Google hosts the Overture Maps dataset in it's public BigQuery dataset. This allows us to deploy the API to Google Cloud Platform (GCP) and take advantage of the free tier for hosting and querying the data. The $400 free credit is more than enough to get started and test the API. We can also use the free tier for Cloud Storage to cache the data for faster response times.
We can use the Cloud Run service to deploy the API. This allows us to scale the API based on demand and only pay for the resources we use. We can also use the Cloud Build service to automate the deployment process.
In production you should consider using Redis instead of Cloud storage for caching, and migrating the parts of the dataset you need to a private BigQuery dataset or a different database for speed and cost, especially for building shapes
In this guide we will cover the following steps:
- Create GCP Account with free credit
- Authenticate with GCP
- Create GCS bucket for cache
- Fork github repo
- Setup a Service Account with the right permissions
- Deploy to Cloudrun by connecting to your github repo, and apply env vars, and have it use the service-account
You can either use the hardcoded API key in the code, or use the Auth API by going to theAuthAPI.com and creating an account. You can then create an Access Key for the App and add it as an Env var, and then create any number of API Keys for secure access to the API, and rate-limit them for cost control.
Example Query
SELECT *
FROM `bigquery-public-data.overture_maps.place`
WHERE ST_DWithin(geometry, ST_GeogPoint(16.3738, 48.2082), 500)
As there is one large table for each theme of data, a simple strategy to reduce costs is to create a new dataset in BigQuery, and copy the tables you need filtering down to just the country you are interested in. Another option would be the shard the tables by country, and then only query the tables you need.
Using a metadata store such as Firebase in Datastore mode - this would allow storing of building geomtries and other data matched to place that is too expensive to query in BigQuery.
For a service account in GCP that a Cloud Run instance will use to access BigQuery and Google Cloud Storage (GCS), you’ll need to grant it specific roles to ensure it has permissions to create and run BigQuery jobs, as well as read and write files in a GCS bucket. Here are the recommended roles:
BigQuery Permissions:
- BigQuery User (roles/bigquery.user): Grants permissions to create and run jobs in BigQuery.
- BigQuery Data Viewer (roles/bigquery.dataViewer): Allows the service account to view datasets and tables, if it needs access to view data.
- (Optional) BigQuery Job User (roles/bigquery.jobUser): This role can also be helpful if your queries require advanced job control features, though usually, bigquery.user suffices.
Google Cloud Storage (GCS) Permissions:
- Storage Object Viewer (roles/storage.objectViewer): Grants read access to objects in the bucket.
- Storage Object Creator (roles/storage.objectCreator): Grants permission to write files to the bucket, including creating new objects.
To set a maximum amount of BigQuery billed usage for a service account in Google Cloud Platform (GCP), you can use BigQuery custom quotas with Budget Alerts and Cost Management policies.
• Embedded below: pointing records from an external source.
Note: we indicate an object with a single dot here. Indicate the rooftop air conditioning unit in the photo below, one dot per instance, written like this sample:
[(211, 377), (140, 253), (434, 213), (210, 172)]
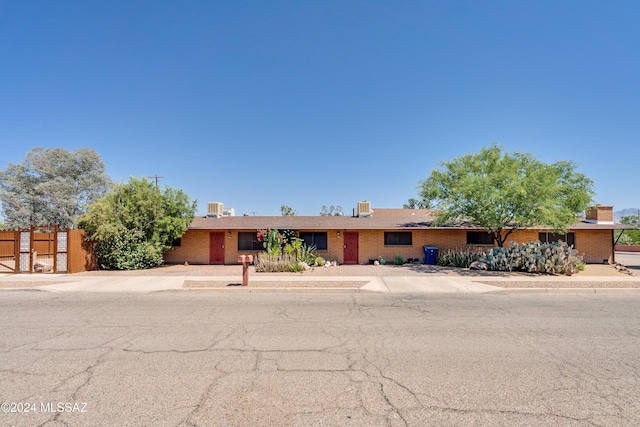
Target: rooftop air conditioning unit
[(364, 209), (215, 209)]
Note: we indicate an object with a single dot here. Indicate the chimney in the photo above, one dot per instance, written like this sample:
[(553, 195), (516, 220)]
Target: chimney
[(215, 209), (600, 214), (363, 210)]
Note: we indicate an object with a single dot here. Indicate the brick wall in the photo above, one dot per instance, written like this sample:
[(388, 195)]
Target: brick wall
[(194, 249), (595, 244)]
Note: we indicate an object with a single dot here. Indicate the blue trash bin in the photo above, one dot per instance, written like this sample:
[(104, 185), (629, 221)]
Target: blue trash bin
[(430, 255)]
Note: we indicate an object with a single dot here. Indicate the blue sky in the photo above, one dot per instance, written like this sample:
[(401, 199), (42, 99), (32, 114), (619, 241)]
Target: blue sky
[(309, 103)]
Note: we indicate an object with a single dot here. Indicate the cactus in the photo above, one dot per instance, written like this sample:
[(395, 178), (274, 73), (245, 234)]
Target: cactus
[(534, 257)]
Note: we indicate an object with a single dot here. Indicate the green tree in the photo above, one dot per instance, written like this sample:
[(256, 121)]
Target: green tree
[(287, 211), (504, 192), (51, 186), (135, 223), (416, 204)]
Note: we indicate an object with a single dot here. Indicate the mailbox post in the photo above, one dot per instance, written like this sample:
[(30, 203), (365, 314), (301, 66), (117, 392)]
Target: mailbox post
[(245, 260)]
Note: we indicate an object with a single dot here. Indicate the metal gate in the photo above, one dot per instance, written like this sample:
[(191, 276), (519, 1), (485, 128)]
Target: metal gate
[(37, 250)]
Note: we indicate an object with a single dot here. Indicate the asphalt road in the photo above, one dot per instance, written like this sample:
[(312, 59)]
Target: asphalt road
[(191, 358)]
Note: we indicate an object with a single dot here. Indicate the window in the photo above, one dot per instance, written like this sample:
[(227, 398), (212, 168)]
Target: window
[(479, 238), (319, 239), (549, 237), (248, 241), (398, 238)]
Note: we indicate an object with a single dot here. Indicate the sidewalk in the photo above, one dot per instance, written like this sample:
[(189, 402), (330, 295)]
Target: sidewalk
[(388, 279)]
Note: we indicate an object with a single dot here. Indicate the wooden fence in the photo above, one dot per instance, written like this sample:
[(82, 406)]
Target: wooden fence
[(45, 250)]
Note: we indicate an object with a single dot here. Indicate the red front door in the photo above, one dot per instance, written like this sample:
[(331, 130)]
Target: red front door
[(351, 248), (216, 248)]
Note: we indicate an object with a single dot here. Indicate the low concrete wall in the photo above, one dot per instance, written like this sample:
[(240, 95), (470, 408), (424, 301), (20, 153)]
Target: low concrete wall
[(627, 248)]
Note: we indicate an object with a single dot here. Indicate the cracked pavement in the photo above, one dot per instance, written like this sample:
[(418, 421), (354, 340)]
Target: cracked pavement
[(196, 359)]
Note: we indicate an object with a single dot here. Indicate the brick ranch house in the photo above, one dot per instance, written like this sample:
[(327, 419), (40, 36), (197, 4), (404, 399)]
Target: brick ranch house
[(371, 233)]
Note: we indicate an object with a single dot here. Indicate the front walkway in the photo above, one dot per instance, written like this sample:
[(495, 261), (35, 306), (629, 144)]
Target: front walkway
[(388, 278)]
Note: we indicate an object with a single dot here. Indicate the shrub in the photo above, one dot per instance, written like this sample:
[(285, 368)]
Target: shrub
[(534, 257), (267, 262), (128, 250), (458, 258)]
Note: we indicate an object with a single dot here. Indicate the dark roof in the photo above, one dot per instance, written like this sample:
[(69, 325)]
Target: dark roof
[(402, 219)]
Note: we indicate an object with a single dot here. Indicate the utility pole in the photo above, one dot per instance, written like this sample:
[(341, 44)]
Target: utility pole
[(156, 177)]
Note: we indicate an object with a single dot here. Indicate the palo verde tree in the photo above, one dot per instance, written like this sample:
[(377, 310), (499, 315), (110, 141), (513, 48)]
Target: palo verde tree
[(51, 186), (135, 223), (505, 192)]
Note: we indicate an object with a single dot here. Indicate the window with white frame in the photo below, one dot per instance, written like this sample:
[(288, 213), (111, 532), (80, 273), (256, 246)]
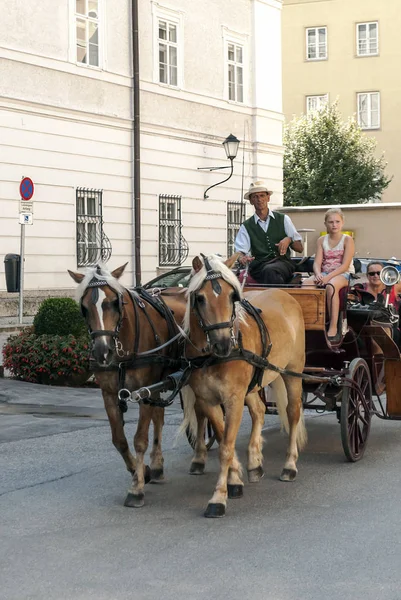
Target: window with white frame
[(235, 71), (87, 32), (367, 39), (314, 103), (168, 52), (369, 110), (316, 43)]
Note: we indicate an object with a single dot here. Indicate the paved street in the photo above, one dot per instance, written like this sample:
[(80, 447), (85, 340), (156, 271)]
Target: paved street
[(334, 533)]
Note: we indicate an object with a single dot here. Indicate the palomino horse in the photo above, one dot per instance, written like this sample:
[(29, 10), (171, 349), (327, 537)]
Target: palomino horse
[(223, 331), (125, 327)]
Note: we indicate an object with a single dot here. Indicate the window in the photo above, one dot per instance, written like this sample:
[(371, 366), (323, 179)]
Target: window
[(168, 31), (235, 216), (314, 103), (235, 70), (316, 43), (369, 110), (173, 248), (367, 39), (93, 245), (168, 53), (87, 32)]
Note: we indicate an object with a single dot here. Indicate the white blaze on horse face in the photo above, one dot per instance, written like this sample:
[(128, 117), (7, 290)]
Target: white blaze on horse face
[(98, 306)]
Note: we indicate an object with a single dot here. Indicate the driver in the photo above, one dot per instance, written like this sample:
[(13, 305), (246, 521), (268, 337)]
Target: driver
[(268, 236)]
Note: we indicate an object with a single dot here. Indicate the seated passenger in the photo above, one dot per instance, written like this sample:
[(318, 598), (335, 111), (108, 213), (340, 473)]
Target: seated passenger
[(376, 288), (267, 236), (333, 265)]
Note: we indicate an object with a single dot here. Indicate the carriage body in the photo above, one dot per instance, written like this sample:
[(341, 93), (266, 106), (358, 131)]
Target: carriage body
[(364, 362)]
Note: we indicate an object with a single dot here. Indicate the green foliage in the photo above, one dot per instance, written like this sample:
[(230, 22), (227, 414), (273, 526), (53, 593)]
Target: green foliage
[(47, 358), (329, 161), (59, 316)]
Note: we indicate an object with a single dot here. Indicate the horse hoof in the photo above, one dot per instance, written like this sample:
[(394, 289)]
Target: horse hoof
[(134, 500), (197, 469), (255, 475), (288, 475), (234, 491), (147, 474), (215, 511), (156, 475)]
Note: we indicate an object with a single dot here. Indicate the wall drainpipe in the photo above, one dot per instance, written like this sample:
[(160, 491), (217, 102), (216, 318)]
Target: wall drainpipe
[(136, 147)]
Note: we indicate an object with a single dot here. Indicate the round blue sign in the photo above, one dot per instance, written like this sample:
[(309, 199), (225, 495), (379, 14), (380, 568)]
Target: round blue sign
[(26, 188)]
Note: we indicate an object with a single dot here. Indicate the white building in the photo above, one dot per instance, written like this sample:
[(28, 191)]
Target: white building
[(207, 69)]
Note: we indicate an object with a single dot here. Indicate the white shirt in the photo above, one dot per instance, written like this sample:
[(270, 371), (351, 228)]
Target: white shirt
[(243, 243)]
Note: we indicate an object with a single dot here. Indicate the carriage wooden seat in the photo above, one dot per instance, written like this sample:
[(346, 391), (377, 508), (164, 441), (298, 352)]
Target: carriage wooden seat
[(312, 301)]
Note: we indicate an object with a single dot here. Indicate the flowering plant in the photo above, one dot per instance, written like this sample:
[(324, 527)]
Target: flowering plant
[(50, 359)]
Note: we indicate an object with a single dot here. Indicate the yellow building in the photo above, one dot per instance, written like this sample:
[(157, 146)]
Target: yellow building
[(347, 50)]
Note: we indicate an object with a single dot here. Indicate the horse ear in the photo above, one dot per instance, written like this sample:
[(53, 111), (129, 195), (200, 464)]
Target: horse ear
[(231, 261), (77, 277), (119, 271), (197, 264)]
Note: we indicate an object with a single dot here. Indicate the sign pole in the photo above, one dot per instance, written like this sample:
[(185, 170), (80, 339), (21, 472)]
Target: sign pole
[(21, 276), (26, 190)]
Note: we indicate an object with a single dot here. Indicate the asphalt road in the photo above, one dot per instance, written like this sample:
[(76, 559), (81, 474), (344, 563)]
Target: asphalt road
[(334, 533)]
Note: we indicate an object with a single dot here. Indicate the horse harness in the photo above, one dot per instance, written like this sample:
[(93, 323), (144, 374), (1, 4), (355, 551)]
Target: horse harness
[(258, 361)]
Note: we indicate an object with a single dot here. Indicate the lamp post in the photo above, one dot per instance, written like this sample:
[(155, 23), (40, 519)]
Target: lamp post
[(231, 144)]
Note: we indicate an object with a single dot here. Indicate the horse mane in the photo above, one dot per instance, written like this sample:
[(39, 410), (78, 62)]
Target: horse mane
[(197, 280), (100, 273)]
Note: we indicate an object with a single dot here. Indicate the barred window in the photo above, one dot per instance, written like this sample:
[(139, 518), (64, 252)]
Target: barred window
[(235, 216), (93, 245), (173, 248)]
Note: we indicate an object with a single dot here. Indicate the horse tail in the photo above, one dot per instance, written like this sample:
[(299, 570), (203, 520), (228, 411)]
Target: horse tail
[(280, 397), (189, 425)]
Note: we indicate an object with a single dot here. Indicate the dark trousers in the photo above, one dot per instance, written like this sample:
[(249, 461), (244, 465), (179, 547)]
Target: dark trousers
[(277, 272)]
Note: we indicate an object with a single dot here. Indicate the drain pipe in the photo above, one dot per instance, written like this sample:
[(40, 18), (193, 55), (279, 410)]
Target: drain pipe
[(136, 147)]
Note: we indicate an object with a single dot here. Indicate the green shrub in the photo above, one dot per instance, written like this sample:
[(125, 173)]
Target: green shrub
[(49, 359), (59, 316)]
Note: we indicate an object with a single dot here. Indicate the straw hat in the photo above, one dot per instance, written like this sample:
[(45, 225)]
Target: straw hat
[(257, 186)]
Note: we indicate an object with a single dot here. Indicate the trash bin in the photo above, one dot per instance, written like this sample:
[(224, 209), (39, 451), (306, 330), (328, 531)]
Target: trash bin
[(12, 270)]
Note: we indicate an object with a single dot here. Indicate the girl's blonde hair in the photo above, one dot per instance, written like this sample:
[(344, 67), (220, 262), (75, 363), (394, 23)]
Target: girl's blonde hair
[(333, 211)]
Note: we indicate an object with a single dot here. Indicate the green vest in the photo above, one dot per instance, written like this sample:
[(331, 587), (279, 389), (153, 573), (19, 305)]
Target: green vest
[(263, 244)]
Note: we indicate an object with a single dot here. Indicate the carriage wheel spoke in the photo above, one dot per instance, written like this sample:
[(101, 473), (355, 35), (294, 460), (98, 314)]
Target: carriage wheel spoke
[(356, 410)]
While GCP does not directly offer a "hard limit" on the gigabytes processed by a specific service account in BigQuery, you can combine these methods to closely monitor and restrict usage:
Setting a budget for BigQuery can help you track and get alerts when usage approaches your desired monthly limit. Here’s how to set this up:
- Go to the GCP Console and navigate to Billing > Budgets & alerts.
- Click Create Budget and select the billing account.
- Define your budget, naming it appropriately (e.g., "BigQuery Service Account Budget").
- Set the amount for your budget to align with the estimated monthly cost for your maximum GB usage.
- Configure alerts at specific percentages of the budget (e.g., 50%, 80%, 100%) to receive notifications when the limit is nearing.
- Assign specific recipients or roles to get notified via email.
Note: Although this will alert you to high usage, it won’t automatically stop queries when usage exceeds this amount.
To enforce restrictions on usage, you can use GCP organization policies to prevent BigQuery from running queries beyond a certain threshold:
- Go to IAM & Admin > Organization Policies.
- Use policies like
constraints/bigquery.restrictQueries
to restrict which projects, datasets, or tables can be accessed by a service account. - By applying restrictions on certain datasets or tables, you can indirectly limit how much data the service account can process, thus affecting the billed usage.
For more granular control and monitoring, set up Cloud Monitoring to track BigQuery usage specifically by the service account:
- In Cloud Monitoring, go to Metrics Explorer.
- Use the
BigQuery > Bytes Billed
metric, and filter by service account. - Set up alert policies based on this metric to notify you when the usage approaches your set threshold.
By combining these approaches, you can closely monitor and manage the BigQuery usage of a service account to stay within the specified limits.